*Marcelo Alves Dias de Souza
Como eu disse aqui na semana passada, do romance Maigret no tribunal (de 1960), o que mais me tocou foi a capacidade do seu autor, o belga Georges Simenon (1903-1989), de nos mostrar como o ambiente de uma sala de audiências, na Justiça criminal, é esquematizado e asfixiante.
Não que isso tenha sido uma surpresa para mim.
Além de maravilhoso escritor, Simenon, eu já sabia, não “passou pela vida em brancas nuvens”. Conheceu altos e baixos até que, com oitenta e tantos anos, “em plácido repouso adormeceu”, como diria o nosso Francisco Otaviano (1825-1889). Ele frequentou a Justiça criminal francesa. Não só como repórter forense, mas também na qualidade de réu, como quando acusado de simpatizar ou mesmo colaborar, durante a 2ª guerra mundial, com o nazismo (tendo sido interditada a publicação de suas obras por alguns anos por decisão judicial, se não estou enganado). Isso sem falar nos escândalos e nos tumultuados divórcios de praxe.

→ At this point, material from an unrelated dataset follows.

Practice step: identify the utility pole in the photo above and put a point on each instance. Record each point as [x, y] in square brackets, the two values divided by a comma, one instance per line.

No mais, talvez eu até já tivesse sentido essa sensação descrita por Simenon (talvez todos nós que fazemos a “Justiça”, juízes, promotores, advogados etc., tenhamos), de formalismo anacrônico e asfixia, mas nunca havia parado para refletir sobre ela devidamente.
Antes de qualquer coisa, os que vão ali ocasionalmente (réus, vítimas e testemunhas, sobretudo), não acostumados àquele ambiente opressor e àquela linguagem empolada, têm, já havia percebido, um olhar fixo, as mãos tremulas, mal disfarçando o medo do momento solene de suas inquirições. Para eles, quanto mais rápido aquela “tortura” acabar, melhor. E, assim, como nota o criador do Comissário Maigret, fatos e depoimentos muitas vezes não se encaixam.
É verdade que alguns juízes (também alguns promotores), reconhece Simenon, têm longa experiência com casos criminais. Em anos de carreira, terão inquirido, como réu ou testemunha, centenas e mais centenas de homens e mulheres, de todos os tipos. Isso lhes dá, somado ao conhecimento que têm da vida, certo “domínio” da sala de audiências ou do tribunal do júri, onde, pela primeira e (em regra) única vez, vêm os verdadeiros protagonistas da trama (os réus, as vítimas, as testemunhas). Mas uma boa parte dos magistrados (assim como dos promotores), talvez a maioria com a magistratura tão jovem que temos, não tem essa experiência de vida. Como diz Simenon, seus conhecimentos do mundo permanecem teóricos.
De toda sorte, dos indivíduos envolvidos no caso (réu, vítima, familiares, testemunhas), da vida vivida deles, juízes e promotores, experientes ou não, pouco chegam a conhecer. Só os veem fora de suas vidas pessoais, na atmosfera higiênica das salas do fórum. Eles trabalham com seres (humanos?) já esquematizados: o réu, a vítima, a testemunha. Ao final, lidam apenas com as frases e as palavras daquele dossiê, que chamamos de autos, que eles interpretam, à semelhança do Quixote, com fim de comprovar o que acharam bonito nos livros. Até porque, muitos dos fazem a Justiça vivem isolados do mundo, numa ilhota só deles, na falsa suposição de preservarem a dignidade da função ou por se acharem melhor que os outros.
Por fim, talvez o mais importante: um julgador dispõe de um tempo curtíssimo para lidar com um caso. Meses? Semanas? Na verdade, levando em conta os inúmeros outros afazeres, são dias, quiçá horas. Muitas vezes ele está pressionado pela imprensa, pela opinião pública, além de submerso em formalidades burocráticas sem fim. E a instrução processual (testemunhos, interrogatórios etc.), assim, não passa de um condensado de uma ópera já (mal) encenada perante a Polícia Judiciária.
Talvez aí esteja a explicação para o fato de o Comissário, em “Maigret no tribunal”, não avisar os seus comandados de um desfecho que sabia provável, quase certo, deixando que o inocente erroneamente acusado mate, longe da sala de audiências, o culpado que ardilosamente estava impune.